A ball of mass 0.120 kg is dropped from rest from a height of 1.25 m. It rebounds from the floor to reach a height of 0.600 m. What impulse was given to the ball by the floor?
answer in kg·m/s
figure the velocity at impact, and leaving impact.
at impact, velocity= sqrt 2gh
returning, velocity= sqrt 2gh*.6 opposite direction
change velocity= Vi-Vf=sqrt2gh+sqrt(2gh*.6)
impulse= mass*changevelocity, upward direction.
8.78
To find the impulse given to the ball by the floor, we can use the principle of conservation of mechanical energy.
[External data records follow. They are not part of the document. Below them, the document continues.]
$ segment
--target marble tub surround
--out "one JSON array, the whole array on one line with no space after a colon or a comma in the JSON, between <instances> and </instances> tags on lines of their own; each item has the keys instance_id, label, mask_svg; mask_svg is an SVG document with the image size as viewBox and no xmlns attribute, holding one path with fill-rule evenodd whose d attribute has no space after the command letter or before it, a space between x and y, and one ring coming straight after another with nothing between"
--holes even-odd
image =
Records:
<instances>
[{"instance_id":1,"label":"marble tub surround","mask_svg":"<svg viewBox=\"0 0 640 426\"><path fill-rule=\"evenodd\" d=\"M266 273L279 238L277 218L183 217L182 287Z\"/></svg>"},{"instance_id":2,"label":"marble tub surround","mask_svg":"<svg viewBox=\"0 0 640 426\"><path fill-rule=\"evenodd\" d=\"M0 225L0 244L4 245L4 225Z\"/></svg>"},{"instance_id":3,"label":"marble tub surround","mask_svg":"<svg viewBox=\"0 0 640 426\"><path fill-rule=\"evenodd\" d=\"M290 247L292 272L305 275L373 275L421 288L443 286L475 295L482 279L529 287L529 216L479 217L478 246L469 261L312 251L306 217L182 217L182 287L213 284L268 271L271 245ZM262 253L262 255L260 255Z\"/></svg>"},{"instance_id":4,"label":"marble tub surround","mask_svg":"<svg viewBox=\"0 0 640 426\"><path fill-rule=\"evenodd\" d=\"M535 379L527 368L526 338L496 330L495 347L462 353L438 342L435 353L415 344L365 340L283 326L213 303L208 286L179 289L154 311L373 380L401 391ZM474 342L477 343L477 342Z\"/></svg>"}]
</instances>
The total mechanical energy of the ball-floor system remains constant throughout the motion.
The initial mechanical energy of the ball is given by:
E_initial = m * g * h_initial
where m is the mass of the ball (0.120 kg), g is the acceleration due to gravity (approximated to 9.8 m/s²), and h_initial is the initial height (1.25 m).
The final mechanical energy of the ball is given by:
E_final = m * g * h_final
where h_final is the final height reached by the ball after rebounding (0.600 m).
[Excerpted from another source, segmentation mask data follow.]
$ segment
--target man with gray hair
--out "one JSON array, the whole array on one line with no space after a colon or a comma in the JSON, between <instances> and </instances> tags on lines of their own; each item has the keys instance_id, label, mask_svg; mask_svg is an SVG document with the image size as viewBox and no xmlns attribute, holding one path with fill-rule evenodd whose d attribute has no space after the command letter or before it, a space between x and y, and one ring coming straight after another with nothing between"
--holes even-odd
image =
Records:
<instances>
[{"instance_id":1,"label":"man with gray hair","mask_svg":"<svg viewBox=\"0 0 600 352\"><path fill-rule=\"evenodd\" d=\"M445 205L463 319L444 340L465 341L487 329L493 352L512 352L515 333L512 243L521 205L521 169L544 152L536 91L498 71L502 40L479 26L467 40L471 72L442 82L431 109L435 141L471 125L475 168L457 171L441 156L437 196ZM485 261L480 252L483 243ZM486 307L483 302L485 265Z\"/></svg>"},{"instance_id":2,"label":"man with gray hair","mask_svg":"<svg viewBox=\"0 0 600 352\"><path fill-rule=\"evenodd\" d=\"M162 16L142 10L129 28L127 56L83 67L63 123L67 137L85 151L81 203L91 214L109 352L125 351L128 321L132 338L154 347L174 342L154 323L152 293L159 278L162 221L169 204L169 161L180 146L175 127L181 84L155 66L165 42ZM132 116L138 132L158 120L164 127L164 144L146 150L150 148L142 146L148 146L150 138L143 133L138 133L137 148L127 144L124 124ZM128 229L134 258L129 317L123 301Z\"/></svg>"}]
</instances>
Since energy is conserved, the impulse given to the ball by the floor can be calculated by the change in mechanical energy:
Impulse = ΔE = E_final - E_initial
Substituting the values, we get:
Impulse = (m * g * h_final) - (m * g * h_initial)
= m * g * (h_final - h_initial)
Now let's calculate the impulse:
Impulse = 0.120 kg * 9.8 m/s² * (0.600 m - 1.25 m)
= 0.120 kg * 9.8 m/s² * (-0.65 m)
= -0.7644 kg·m/s
Therefore, the impulse given to the ball by the floor is -0.7644 kg·m/s. The negative sign indicates a change in momentum in the opposite direction.